ABSTRACT
A method is proposed for determining the in situ shear modulus of a structural adhesive from a sandwich beam loaded in 3-point bending in which the adhesive is contained as a thin layer. Expressions for calculating the elastic shear modulus of the adhesive layer from compliance data on the beam are derived, and experimental tests to validate the theory are conducted. To verify the test results, tensile tests are also conducted, and the shear modulus for bulk adhesive is determined using the constitutive equation for an isotropic material relating tensile modulus and Poisson’s ratio to shear modulus.

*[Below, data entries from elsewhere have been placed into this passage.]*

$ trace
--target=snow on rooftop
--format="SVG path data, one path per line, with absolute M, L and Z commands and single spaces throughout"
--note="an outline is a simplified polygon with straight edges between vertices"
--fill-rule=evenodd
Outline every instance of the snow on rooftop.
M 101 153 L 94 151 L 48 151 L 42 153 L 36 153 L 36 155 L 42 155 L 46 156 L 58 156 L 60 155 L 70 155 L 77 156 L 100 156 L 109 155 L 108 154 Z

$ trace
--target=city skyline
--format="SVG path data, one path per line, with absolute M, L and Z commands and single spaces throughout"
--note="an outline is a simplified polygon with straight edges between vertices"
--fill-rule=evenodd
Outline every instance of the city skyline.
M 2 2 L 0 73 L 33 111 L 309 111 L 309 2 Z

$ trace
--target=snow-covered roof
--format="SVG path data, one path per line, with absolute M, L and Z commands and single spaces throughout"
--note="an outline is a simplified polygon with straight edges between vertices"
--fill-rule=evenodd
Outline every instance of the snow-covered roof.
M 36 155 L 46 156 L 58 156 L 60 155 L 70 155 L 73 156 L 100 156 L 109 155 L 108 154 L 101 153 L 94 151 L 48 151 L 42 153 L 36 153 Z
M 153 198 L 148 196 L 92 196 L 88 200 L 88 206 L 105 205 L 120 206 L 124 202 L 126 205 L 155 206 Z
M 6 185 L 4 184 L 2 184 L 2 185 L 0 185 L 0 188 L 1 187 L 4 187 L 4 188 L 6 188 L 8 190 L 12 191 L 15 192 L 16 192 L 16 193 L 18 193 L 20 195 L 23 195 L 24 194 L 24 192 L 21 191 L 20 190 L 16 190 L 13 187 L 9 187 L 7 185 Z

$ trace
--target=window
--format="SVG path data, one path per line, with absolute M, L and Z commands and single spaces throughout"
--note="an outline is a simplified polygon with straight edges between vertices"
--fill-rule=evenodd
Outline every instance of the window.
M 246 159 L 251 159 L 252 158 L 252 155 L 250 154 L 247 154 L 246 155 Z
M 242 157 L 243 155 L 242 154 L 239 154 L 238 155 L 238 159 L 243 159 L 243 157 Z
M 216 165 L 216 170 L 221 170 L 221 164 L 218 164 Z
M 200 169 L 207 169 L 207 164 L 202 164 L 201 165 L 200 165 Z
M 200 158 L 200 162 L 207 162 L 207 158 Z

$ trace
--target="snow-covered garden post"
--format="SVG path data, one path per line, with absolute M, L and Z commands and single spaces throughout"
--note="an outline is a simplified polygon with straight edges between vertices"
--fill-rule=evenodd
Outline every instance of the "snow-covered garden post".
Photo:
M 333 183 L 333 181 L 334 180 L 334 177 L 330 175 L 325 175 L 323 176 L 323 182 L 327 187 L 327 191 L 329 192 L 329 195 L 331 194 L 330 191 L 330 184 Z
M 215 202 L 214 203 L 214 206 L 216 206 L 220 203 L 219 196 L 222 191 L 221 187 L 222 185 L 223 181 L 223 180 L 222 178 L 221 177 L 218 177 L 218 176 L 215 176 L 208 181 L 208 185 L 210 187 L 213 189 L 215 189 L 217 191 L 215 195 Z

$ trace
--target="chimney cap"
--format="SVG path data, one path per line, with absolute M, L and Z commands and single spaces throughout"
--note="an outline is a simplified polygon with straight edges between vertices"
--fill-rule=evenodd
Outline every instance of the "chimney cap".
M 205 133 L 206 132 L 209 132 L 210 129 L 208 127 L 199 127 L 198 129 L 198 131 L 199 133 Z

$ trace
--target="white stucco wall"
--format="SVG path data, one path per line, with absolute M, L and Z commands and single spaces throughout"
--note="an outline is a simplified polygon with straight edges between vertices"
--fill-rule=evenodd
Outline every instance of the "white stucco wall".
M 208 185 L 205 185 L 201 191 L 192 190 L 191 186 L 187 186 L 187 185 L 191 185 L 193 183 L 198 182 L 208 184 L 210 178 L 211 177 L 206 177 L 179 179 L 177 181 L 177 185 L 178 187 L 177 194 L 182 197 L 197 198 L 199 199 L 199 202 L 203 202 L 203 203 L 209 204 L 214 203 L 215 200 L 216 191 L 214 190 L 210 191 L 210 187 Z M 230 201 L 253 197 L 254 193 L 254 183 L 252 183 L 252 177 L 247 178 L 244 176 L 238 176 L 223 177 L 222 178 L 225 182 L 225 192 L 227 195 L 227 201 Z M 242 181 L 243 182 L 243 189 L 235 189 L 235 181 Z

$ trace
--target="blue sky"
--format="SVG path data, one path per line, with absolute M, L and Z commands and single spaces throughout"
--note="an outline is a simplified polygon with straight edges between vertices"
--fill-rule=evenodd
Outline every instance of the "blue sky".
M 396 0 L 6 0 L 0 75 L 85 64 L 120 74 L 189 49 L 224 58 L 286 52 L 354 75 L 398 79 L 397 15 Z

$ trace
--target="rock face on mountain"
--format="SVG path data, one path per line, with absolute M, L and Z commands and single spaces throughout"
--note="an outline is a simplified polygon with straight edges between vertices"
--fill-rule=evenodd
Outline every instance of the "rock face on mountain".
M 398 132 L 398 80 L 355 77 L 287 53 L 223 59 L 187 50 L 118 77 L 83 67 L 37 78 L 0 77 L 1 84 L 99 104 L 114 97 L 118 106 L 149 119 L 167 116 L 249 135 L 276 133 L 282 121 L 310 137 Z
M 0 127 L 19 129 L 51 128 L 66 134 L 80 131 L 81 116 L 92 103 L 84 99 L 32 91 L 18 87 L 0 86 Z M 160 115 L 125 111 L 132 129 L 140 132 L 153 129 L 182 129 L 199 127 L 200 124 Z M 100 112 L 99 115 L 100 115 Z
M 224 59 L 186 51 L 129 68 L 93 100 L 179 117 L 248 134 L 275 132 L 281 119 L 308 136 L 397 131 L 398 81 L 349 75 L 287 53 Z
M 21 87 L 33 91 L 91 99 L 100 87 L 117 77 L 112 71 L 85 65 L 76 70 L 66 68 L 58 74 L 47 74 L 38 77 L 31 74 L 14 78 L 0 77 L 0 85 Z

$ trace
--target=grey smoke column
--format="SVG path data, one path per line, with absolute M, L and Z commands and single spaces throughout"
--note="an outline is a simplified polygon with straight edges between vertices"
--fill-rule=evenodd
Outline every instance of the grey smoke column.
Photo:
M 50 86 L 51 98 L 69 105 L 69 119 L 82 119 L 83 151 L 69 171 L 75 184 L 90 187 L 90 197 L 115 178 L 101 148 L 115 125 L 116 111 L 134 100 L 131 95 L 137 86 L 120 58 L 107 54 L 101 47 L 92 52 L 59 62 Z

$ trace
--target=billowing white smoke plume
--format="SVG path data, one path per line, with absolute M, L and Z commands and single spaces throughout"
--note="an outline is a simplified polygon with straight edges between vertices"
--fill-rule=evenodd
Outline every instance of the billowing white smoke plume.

However, the bulk shear modulus as traditionally determined from a tensile test was up to an order of magnitude greater than the in situ shear modulus obtained from the 3-point bend test. A finite element simulation and sensitivity study replicated the experimental results of the 3-point bend tests, and showed that using the shear modulus obtained from the tensile tests would result in significant errors in predicting material and joint behavior. In addition, torsion tests were conducted on bonded cylinders to measure directly the shear modulus. The shear modulus from the torsion test was in agreement with the in situ modulus obtained from the 3-point bend test. This combined experimental-computational approach validated the 3-point bend test as a means to determine the in situ adhesive shear modulus. Finally, micrographs of the interface of the 3-point bend specimen indicated that adhesion occurred by the extension of adhesive pillars to the surface of the adherends. This pillaring phenomenon may have resulted in a lack of bonding along significant portions of the interface, and may explain the compliance of the 3-point bend specimens and, subsequently, the lower shear modulus. The repeatability of the experiments and the substantiation of the results of the experiments by finite element analysis suggest that this pillaring phenomenon may be a mechanism of adhesion.